|

Devran tersine dönebilir

Cumhurbaşkanı Erdoğan, Mısır’daki cuntanın lideri Sisi’nin durumunu Suud Kralı ile görüştüklerini açıkladı. “Bana göre Mısır konusunda en etkin olabilecek ülke Suudi Arabistan’dır. Eğer bu ülke bir adım atarsa devran tersine dönebilir” diyen Erdoğan, bölgede ‘üçlü ayağın’ bozulmaması gerektiğini söyledi

Yeni Şafak ve
04:00 - 4/03/2015 Çarşamba
Güncelleme: 21:48 - 3/03/2015 Salı
Yeni Şafak
Suudi Arabistan temaslarınıza ilişkin genel değerlendirmeleriniz nasıl? 

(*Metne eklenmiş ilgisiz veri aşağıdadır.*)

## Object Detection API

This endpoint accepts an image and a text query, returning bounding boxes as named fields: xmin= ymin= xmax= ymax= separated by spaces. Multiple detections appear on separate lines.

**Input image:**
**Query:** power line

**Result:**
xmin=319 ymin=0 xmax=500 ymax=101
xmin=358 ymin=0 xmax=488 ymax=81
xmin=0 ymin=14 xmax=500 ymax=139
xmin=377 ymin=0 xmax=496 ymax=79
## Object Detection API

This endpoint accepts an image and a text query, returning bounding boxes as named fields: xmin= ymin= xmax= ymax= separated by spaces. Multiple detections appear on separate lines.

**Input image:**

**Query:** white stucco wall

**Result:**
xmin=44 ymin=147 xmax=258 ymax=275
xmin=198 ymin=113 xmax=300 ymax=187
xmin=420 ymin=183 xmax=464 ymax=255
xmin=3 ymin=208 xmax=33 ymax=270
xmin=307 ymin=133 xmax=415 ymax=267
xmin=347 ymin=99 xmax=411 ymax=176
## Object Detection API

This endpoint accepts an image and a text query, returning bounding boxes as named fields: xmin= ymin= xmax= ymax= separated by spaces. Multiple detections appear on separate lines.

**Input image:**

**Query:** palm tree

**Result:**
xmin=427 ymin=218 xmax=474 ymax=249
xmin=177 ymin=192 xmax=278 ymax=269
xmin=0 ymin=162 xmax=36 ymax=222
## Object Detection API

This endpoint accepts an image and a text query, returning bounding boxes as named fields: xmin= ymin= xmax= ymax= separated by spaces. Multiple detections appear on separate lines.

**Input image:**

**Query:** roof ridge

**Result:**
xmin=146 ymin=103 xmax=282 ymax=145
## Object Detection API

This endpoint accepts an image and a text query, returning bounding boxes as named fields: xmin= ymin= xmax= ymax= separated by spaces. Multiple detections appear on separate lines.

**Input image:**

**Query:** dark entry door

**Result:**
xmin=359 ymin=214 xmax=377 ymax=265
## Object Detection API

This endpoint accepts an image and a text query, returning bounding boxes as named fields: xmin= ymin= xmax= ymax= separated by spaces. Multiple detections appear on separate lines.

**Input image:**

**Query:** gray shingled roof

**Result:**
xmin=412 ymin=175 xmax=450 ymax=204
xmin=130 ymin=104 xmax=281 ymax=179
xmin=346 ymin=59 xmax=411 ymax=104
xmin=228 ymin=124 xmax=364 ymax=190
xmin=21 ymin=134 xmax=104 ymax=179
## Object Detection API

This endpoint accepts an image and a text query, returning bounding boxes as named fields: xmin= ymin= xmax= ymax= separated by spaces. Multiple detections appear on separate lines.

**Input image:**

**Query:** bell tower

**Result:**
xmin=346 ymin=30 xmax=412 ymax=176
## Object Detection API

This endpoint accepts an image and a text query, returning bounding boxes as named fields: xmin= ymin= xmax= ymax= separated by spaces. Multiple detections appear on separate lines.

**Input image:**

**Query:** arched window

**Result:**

Türkiye-Suudi Arabistan ilişkilerinin çok daha iyi bir konuma geleceğine dair umutlarım artmıştır. Siyasi, askeri, güvenlik, terörle mücadele ve insani yardımlar noktasında müşterek çalışmalar içerisine girebileceğimizi karşılıklı olarak teyit ettik. Bölgesel sorunlar noktasında ise bölge ülkeleriyle ilgili yaklaşımımız büyük ölçüde örtüşüyor. Bu ülkelere İran, Irak, Suriye, Filistin, Libya da dahil. Mısır’da biraz farklılıklar olsa da, bunlar bizim ikili ilişkilerimizi etkileyecek noktada değil. 

En hassas konu Mısır. Mısır konusunda aramızdaki farklar ne?

Mısır konusunu ayrı bir kategoride değerlendirmek gerekiyor. Bizim için asıl önem arz eden konu, Türkiye-Suudi Arabistan arasındaki ilişkileri daha iyi bir noktaya taşımak. Mısır meselesi, bizim Suudi Arabistan ile ilişkilerimize gölge düşürmemelidir.

DURUMUN FARKINDALAR 

Suud Kralı sizden önce Sisi’yle görüştü. Sisi, Riyad’daydı. Size ondan herhangi bir mesaj iletildi mi? 

Hayır, bize herhangi bir mesaj iletilmiş değil.

Kral’dan Mısır-Türkiye sorunlarının aşılması noktasında bir teklif geldi mi?

Mısır konusunda şu anda öyle bir şeye ihtiyaç yok. Biz, hassasiyetlerimizi paylaştık, paylaşıyoruz. Onlar da bunun zaten farkındalar. Hassasiyetlerimizi biliyorlar. Mısır’da üst düzeyde barışmamızı tabii ki istiyorlar. Bunu tabii ki arzu ediyorlar ama ısrarları yok. İşin en güzel yanı, Türkiye-Suudi Arabistan ilişkilerinin Mısır’dan bağımsız olarak değerlendirilmesi.

YEMEN’İ DE KONUŞTUK

Görüşmelerinizde DAİŞ konusu da gündeme geldi mi? 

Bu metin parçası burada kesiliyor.